Nel secondo trimestre 2025 nelle
Marche sono state richieste e autorizzate complessivamente 12,1
milioni di ore di Cassa integrazione, Fis (Fondo integrazione
salariale) e altri fondi di solidarietà. In particolare, la Cig
(ordinaria, straordinaria e in deroga) si attesta a 11,9 milioni
di ore (+1,6 milioni di ore, +15,6%), una crescita minore sia
rispetto al valore medio italiano (+21,8%) che al valore del
Centro Italia nel complesso (+21,6%). È quanto emerge dai dati
Inps, elaborati dall’Ires Cgil Marche.
La provincia che osserva il maggior aumento è quella di
Macerata (+59,8%), seguita da Ancona (+27,1%) e Fermo (+10,4%).

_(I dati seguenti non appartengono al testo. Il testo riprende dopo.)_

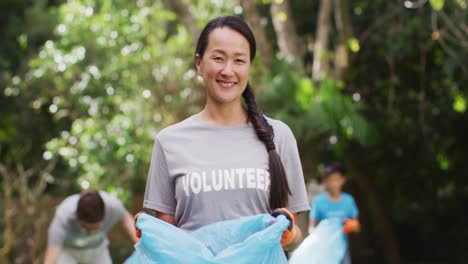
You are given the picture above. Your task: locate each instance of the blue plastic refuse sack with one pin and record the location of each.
(327, 244)
(253, 239)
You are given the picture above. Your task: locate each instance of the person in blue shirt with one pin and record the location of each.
(334, 203)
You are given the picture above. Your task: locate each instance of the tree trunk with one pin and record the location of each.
(379, 216)
(288, 41)
(343, 25)
(185, 17)
(320, 65)
(254, 20)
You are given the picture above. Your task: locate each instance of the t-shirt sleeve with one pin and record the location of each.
(298, 201)
(56, 232)
(159, 194)
(354, 211)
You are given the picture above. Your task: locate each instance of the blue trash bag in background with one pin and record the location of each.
(327, 244)
(253, 239)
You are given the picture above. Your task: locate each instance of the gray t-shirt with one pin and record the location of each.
(202, 173)
(65, 230)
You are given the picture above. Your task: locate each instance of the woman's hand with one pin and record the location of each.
(290, 233)
(351, 225)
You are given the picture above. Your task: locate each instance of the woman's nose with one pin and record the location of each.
(227, 69)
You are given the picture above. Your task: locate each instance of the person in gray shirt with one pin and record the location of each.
(78, 230)
(229, 160)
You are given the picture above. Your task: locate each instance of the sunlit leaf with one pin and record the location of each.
(437, 5)
(459, 104)
(353, 44)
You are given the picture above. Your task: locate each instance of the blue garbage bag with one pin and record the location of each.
(327, 244)
(253, 239)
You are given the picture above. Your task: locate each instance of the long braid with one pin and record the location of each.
(279, 188)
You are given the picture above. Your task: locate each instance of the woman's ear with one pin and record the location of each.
(197, 63)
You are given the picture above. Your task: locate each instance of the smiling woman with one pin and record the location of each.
(228, 161)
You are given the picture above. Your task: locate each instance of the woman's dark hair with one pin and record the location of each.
(90, 207)
(332, 168)
(279, 188)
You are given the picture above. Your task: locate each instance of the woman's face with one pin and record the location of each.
(334, 182)
(225, 66)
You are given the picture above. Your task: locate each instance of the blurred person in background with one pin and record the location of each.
(78, 232)
(335, 204)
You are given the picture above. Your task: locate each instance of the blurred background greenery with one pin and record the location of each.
(85, 85)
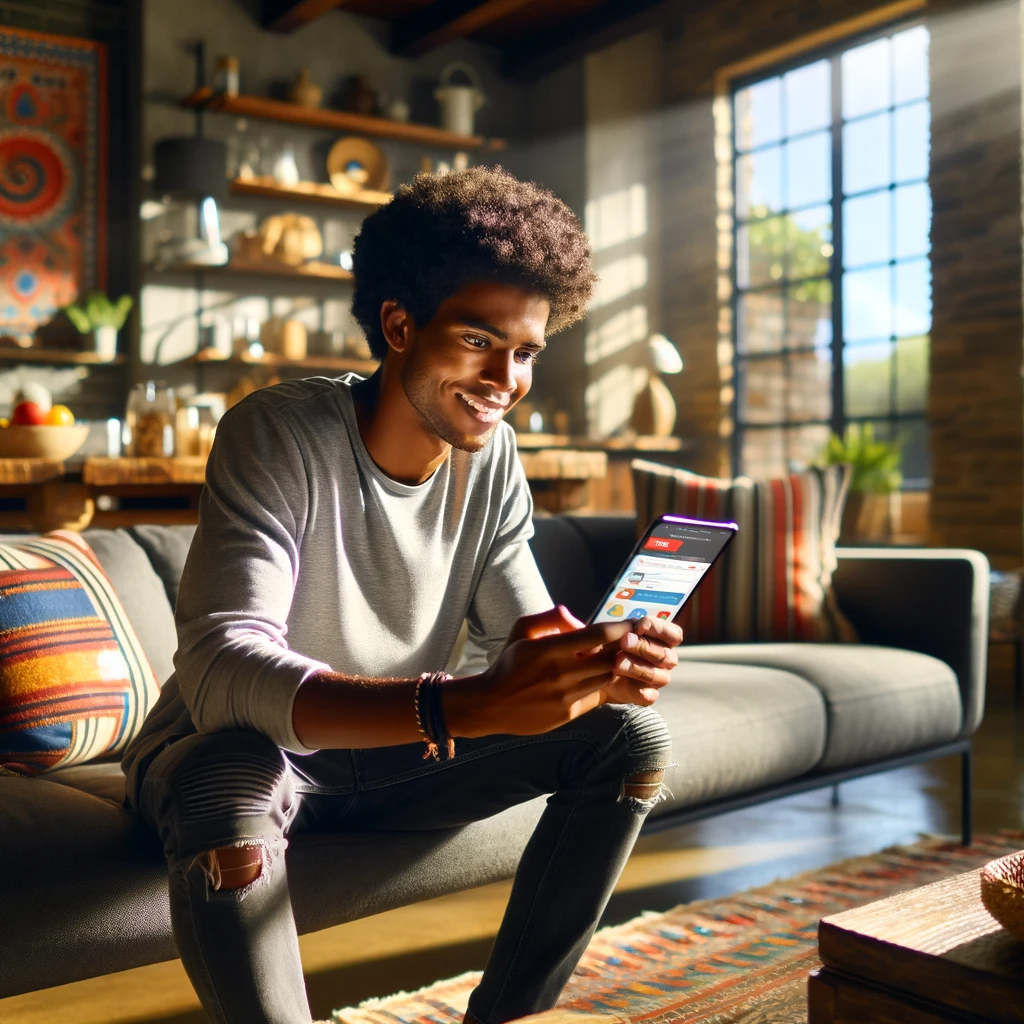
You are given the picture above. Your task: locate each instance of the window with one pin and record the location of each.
(832, 280)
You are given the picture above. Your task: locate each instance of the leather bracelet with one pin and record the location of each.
(430, 716)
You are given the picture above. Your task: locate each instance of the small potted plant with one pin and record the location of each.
(872, 506)
(102, 318)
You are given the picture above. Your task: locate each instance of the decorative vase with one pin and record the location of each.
(304, 91)
(104, 343)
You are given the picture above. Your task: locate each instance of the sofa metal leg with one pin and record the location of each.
(967, 824)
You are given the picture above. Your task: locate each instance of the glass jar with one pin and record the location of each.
(150, 421)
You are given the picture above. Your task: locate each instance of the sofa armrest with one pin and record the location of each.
(932, 600)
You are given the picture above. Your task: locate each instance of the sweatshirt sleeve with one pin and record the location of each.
(511, 585)
(233, 665)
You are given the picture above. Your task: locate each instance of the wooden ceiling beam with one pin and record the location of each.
(445, 20)
(287, 15)
(612, 20)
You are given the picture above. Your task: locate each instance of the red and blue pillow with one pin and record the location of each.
(75, 683)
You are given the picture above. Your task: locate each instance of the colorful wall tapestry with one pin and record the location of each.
(52, 175)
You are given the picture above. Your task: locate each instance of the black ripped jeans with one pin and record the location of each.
(240, 946)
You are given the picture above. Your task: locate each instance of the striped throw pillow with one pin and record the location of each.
(75, 683)
(774, 581)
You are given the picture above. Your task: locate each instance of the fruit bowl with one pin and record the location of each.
(42, 442)
(1003, 892)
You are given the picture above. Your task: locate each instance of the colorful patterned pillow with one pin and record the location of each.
(75, 683)
(774, 581)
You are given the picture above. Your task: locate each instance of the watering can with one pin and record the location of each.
(459, 102)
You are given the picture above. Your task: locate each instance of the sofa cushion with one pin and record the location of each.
(715, 711)
(167, 548)
(141, 593)
(75, 682)
(881, 701)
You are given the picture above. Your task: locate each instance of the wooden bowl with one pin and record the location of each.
(1003, 892)
(42, 442)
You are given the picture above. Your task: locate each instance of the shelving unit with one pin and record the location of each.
(342, 121)
(263, 268)
(341, 363)
(57, 357)
(321, 194)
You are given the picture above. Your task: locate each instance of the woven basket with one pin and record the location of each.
(1003, 892)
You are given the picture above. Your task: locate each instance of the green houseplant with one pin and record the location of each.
(102, 318)
(872, 506)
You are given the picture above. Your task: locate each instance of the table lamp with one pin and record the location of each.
(193, 169)
(653, 408)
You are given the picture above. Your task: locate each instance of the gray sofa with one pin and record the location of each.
(82, 885)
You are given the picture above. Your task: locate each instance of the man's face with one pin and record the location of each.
(474, 360)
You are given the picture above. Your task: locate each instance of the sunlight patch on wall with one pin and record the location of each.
(617, 279)
(616, 217)
(613, 335)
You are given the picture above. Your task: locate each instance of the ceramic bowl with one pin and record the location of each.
(42, 442)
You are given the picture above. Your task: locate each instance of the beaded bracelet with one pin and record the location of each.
(430, 715)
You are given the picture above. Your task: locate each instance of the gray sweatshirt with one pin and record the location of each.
(308, 557)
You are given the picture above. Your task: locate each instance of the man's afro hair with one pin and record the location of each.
(442, 231)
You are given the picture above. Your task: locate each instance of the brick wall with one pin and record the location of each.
(975, 391)
(975, 396)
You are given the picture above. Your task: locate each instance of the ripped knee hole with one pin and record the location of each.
(231, 866)
(643, 785)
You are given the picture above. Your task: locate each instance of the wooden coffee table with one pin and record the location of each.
(925, 956)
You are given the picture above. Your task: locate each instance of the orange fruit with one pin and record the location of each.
(60, 416)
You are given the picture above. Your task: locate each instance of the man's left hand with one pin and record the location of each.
(645, 663)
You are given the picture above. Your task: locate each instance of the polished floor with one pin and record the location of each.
(412, 946)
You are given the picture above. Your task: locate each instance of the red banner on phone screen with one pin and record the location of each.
(662, 544)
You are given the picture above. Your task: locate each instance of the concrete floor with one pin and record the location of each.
(412, 946)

Risulta in diminuzione, invece, nelle province di Ascoli Piceno
(-41,5%) e Pesaro Urbino (-2,1%). L’industria assorbe la maggior
parte delle ore autorizzate (11,4 milioni, +1,4 milione di ore),
di cui autorizzate per i comparti tessile-abbigliamento (+1,2
mln di ore) e pelli-cuoio-calzature (+593mila ore). Le ore
registrate nel terziario sono 62mila (+43,3%), nell’edilizia
320mila e nell’artigianato circa 78mila.
“I dati regionali sono preoccupanti”, dichiara Eleonora
Fontana, segretaria regionale Cgil Marche. “Occorrono azioni
concrete per affrontare le cause della crisi della manifattura
regionale e rimettere al centro la qualità del lavoro. –
conclude – Devono essere garantiti i livelli occupazionali e
aperto un tavolo delle crisi, soprattutto in vista delle pesanti
ricadute che i dazi determineranno nelle Marche. Serve subito un
cambio di passo”.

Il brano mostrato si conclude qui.